The group behind 👁👄👁 says that wasn’t the intention. “We were just fooling around online,” says Reggie James, the founder of the startup Eternal, who put the symbols in his bio after he saw friends Athena Kan and Tina Zheng, both young women in tech, do the same. Others on Twitter began to join in. David Bui, another friend, took 45 minutes to make a website that showed the emoji bouncing around ad infinitum.
“I kept seeing 👁👄👁 early Thursday, and I was like ‘cool, we’re shitposting,’” says Regynald Augustin, an engineer at Twitter. “I posted it a couple places, and then I saw the first product mock-up. I DMed Tina, and I was like, ‘I thought we were shitposting, what is this?’ And she was like, ‘We are, join our group chat, change your name to have 👁👄👁.’”
It was just young people having fun on the internet. Then James—who is black and who has been critical about systemic bias in venture capital—thought it would be funny to raise a fake round for 👁👄👁. He tweeted about the startup receiving a $4 million investment on a $40 million pre-money valuation, a pointed joke about the kind of FOMO that drives tech valuations. “In terms of what happened,” he says, “the next 36 hours were just shot.”
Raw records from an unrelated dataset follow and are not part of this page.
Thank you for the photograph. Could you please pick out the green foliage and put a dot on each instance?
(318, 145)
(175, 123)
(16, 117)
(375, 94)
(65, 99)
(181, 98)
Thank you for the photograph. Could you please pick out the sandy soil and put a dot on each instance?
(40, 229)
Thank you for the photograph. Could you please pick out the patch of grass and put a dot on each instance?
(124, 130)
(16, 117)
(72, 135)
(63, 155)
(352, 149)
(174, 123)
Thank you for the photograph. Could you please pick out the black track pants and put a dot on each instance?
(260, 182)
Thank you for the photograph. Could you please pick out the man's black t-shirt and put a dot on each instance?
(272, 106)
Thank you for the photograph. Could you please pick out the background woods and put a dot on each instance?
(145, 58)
Overnight, James says, more than 30,000 people entered their email address into Bui’s website, which made no promise of early access to the app but resembled many of the other invite-only betas. Then the hype started to build on Twitter. “Once we saw that, it was like, ‘We should do something. And it should be the most important thing going on in the world right now,’” says James. “We played with the boundaries of the internet as we know how to use it.”
By this point, there were about 60 people in the 👁👄👁 group chat. Most of them were already internet acquaintances, and they quickly started adding to the joke. Many alluded to the group in their Twitter bios, writing that they were “working on something new 👁👄👁.” Others gave themselves fake titles, from the ordinary—head of content, social media manager—to the more colorful—head of vibes, chief gay. Someone started a rumor that if you sent in a receipt for a donation to a racial justice organization, you’d get bumped up on the list for private beta access. They started keeping track of how much money they’d raised this way.
Josh Constine, a venture capitalist and the former editor of TechCrunch, wrote about the nascent app in his newsletter, speculating that 👁👄👁 was a platform that lets people “share your voice and imagery to a map and Stories-like bar that you can serendipitously tap through.” Other investors, like Andrew Chen of Andreessen Horowitz, tweeted about it too. (Chen has since deleted his tweet.)
James says several investors made serious inquiries about pursuing 👁👄👁, though he declined to name names. “Listen, there are no boundaries when something looks this viral,” he says. “There were multiple conversations about the round and if I was helping raise it.”
In about 36 hours, the group hit $50,000 in donations. Then, on Friday night, they made their big reveal. “We’re excited that we could use our newfound platform to drive action towards a few causes that are doing important work toward racial justice,” the group wrote on Twitter. Two anonymous individuals agreed to match donations, bringing the total raised to $200,000. It also announced a line of merchandise; James says the group has made over $10,000 in merchandising sales, the profits of which will also go to charity.